Exchange Rate Exposure and Its Determinants: A Firm and Industry Analysis of the UK Companies.
[Dissertation (University of Nottingham only)]
This study assesses whether the unexpected exchange rate movements volatilize the UK firms’ stock return based on the firm- and industry-level analysis, and examines whether the magnitude of the exchange rate exposure is determined by the firm-specific factors. Using a sample of 244 UK companies listed in the FTSE 350 during the test period between December 1999 and December 2009, the result documents that the exchange rate fluctuation does affect the firm value. Among the five introduced exchange rate indices, contemporaneous trade-weighted nominal exchange rate (TWN), equally-weighted exchange rate with major trade-partners (EQW), US$/UK£, EURO€ /UK£, and JP¥/UK£, the UK corporations are more subject to the TWN movements. In the whole, UK firms’ stock returns are positively related to the unexpected exchange rate movements, and about 78 percent of UK companies with significant exchange rate risk get benefits from the depreciation of the UK pound. In particular, domestic firms are proved to be more sensitive to the movements in the exchange rate than multinational corporations owing to the local competition. In addition, the findings provide strong evidence that there is a cross-sectional difference of exchange rate exposure across 26 industries-- Food Producer sector experiences the highest exchange rate risk and Pharmaceuticals & Biotechnology sector has the lowest exposure of exchange rate fluctuations. Consistent with initial expectation, the magnitude of the exchange rate exposure in the post-crisis period (2008-2009) is much higher that the pre-crisis period (2000-2007); this supports the plausible prospective that high volatility of the exchange rate caused by financial crisis erodes firm’ profitability.

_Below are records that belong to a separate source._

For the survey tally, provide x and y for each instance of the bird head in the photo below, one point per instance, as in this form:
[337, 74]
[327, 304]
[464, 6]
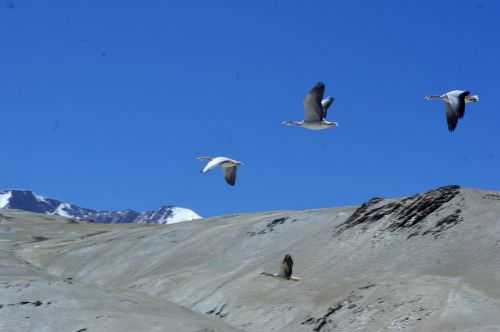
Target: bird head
[471, 98]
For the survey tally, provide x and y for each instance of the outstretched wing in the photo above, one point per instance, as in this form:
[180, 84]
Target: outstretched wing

Pharmaceuticals & Biotechnology and Construction & Materials sectors tend to be stable before and after the crisis with the minimum changes in the exchange rate risk. Furthermore, by analysing the determinants of the exchange rate risk for individual companies, firms’ maturity, quick ratio and debt ratio are positively significant correlated with the degree of exchange rate risk, which means that firms with long established years, high liquidity ratios and high debt ratios, have low incentive to hedge, hence increase the exchange rate exposure. Firm size and dividend payout ratio, however, are positively and negatively insignificant related to the foreign currency risk, which may attribute to the initial data selection.